«Le fattorie sociali svolgono oggi una funzione importante, perché l’attività agricola e la cura degli animali aiutano a rimettere in verità le persone in condizioni di fragilità e li accompagnano a cercare la loro strada per costruirsi un progetto di vita». Giuliano Ciano è il presidente del Forum Nazionale dell’Agricoltura Sociale e conosce molto bene il mondo delle fattorie sociali e le opportunità in termini di lavoro, inclusione, sviluppo che possono generare a persone e ambienti che le circondano. Per questo, spera che quanto prima «vengano approvate le linee guide per dare piena attuazione alla legge 141/2015 che disciplina l’agricoltura sociale». Un settore che registra una crescita anche in Italia, con un migliaio di realtà impegnate. E le fattorie sociali sono tra i luoghi da visitare in questa Italia rigenerata e rimessa a nuovo dal non profit e di cui racconta VITA giugno, con la copertina Italian Social Tour, che potete trovare qui.
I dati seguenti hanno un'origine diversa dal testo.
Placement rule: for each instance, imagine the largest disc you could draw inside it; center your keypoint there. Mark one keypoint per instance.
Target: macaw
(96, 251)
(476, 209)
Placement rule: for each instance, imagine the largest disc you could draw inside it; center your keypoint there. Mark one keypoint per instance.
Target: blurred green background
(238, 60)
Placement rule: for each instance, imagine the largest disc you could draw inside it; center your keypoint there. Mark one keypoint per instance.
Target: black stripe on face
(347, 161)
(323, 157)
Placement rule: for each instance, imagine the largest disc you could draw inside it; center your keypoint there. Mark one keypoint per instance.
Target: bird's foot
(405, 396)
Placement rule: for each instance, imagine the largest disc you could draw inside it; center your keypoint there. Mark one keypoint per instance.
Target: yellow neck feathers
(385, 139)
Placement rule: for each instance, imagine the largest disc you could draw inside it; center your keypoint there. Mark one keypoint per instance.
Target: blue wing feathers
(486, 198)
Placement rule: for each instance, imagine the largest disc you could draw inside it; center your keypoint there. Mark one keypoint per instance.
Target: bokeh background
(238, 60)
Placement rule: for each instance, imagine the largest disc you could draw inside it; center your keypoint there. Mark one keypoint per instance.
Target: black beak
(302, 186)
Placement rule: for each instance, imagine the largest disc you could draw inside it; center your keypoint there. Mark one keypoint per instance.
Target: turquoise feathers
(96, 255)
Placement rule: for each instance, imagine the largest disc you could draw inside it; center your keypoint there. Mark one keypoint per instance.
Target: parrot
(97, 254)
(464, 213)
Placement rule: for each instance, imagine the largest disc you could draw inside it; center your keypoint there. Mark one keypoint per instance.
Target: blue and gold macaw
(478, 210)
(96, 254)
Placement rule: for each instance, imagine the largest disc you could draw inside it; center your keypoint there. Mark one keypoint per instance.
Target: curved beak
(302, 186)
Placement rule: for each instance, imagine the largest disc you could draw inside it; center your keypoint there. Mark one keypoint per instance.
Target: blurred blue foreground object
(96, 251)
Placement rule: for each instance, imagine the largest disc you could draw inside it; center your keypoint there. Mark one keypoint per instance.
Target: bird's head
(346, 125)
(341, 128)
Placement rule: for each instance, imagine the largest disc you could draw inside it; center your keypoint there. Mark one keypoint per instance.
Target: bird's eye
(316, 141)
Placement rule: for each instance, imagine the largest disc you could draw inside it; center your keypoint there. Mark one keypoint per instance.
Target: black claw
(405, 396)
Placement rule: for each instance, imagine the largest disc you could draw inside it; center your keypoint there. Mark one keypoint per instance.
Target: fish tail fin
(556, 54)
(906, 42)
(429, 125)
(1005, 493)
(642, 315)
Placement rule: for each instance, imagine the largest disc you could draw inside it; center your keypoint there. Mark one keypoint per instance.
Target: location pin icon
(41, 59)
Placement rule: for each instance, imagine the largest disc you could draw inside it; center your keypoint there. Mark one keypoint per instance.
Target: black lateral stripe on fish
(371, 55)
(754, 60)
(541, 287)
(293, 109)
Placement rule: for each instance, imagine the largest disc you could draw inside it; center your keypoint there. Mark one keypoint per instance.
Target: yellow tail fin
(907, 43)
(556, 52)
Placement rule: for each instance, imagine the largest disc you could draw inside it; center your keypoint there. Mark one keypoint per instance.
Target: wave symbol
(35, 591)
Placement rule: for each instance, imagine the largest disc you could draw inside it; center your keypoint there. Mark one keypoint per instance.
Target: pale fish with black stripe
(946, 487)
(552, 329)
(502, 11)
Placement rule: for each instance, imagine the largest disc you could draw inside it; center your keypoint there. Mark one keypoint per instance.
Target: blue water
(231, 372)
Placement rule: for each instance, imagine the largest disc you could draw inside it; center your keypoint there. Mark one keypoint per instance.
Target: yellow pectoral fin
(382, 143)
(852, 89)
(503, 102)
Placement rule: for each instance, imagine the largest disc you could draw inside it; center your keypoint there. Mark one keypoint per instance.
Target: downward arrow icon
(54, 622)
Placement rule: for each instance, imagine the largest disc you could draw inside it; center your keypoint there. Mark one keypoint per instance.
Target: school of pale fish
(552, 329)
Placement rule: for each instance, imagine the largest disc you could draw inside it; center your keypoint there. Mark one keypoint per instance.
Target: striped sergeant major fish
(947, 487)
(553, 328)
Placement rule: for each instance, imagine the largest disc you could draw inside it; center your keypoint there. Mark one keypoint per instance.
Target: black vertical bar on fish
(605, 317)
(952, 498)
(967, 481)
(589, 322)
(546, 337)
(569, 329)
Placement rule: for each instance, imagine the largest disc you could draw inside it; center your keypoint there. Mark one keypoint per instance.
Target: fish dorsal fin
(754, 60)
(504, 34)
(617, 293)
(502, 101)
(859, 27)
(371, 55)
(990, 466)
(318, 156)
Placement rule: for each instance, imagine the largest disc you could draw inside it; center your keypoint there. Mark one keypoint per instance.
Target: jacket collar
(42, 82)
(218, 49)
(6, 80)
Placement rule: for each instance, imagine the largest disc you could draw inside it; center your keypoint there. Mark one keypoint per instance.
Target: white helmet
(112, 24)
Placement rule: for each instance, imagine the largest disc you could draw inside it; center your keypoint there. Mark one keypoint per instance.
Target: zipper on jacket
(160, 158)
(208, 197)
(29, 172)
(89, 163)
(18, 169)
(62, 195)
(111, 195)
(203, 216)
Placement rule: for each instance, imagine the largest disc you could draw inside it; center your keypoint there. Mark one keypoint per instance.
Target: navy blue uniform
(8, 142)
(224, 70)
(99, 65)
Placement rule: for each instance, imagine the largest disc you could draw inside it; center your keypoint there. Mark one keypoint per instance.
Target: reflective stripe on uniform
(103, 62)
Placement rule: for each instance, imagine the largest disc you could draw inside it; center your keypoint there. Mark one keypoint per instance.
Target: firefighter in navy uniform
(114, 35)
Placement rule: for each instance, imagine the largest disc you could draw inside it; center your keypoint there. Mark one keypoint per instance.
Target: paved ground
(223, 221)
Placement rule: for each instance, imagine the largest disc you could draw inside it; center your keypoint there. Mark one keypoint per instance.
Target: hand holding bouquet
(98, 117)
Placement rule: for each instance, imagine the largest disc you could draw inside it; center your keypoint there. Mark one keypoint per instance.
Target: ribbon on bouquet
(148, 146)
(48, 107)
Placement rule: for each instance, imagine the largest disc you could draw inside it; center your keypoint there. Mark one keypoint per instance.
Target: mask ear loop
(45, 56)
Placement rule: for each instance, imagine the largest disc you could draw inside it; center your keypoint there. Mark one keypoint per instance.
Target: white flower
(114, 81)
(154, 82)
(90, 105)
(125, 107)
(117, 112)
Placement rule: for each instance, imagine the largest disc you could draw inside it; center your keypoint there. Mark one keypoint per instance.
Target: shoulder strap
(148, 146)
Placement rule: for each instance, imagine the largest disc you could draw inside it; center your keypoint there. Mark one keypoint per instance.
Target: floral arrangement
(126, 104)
A cosa è dovuta la crescita delle fattorie sociali in Italia e l’interesse di cittadini, cooperative, aziende agricole verso il mondo dell’agricoltura sociale?
Le fattorie sociali sono un presidio delle comunità. Nascono dall’integrazione fra il welfare e l’economia agricola con l’obiettivo di rimettere al centro di tutto le persone. Hanno un ruolo di rilievo sia le fattorie situate nelle aree più interne, nelle campagne, che diventano luoghi da vivere e frequentare per riscoprire il piacere della terra e le bellezze della natura; sia le cosiddette fattorie urbane che troviamo nelle città, nelle metropoli o nelle periferie, che organizzano servizi per le persone, come centri estivi, asili didattici, anche per favorire la conciliazione dei tempi di vita-lavoro per le famiglie o per organizzare attività di agricoltura sociale in favore di ragazzi con disabilità o per chi presenta problematicità sociali. La fattoria sociale non è solo un luogo produttivo, ma è un luogo di presidio della salute per le famiglie e per quanti vivono in condizioni di difficoltà. All’interno delle comunità diventano un polo di aggregazione di welfare che cerca di dare risposte alle mancanze dei servizi socio-sanitari.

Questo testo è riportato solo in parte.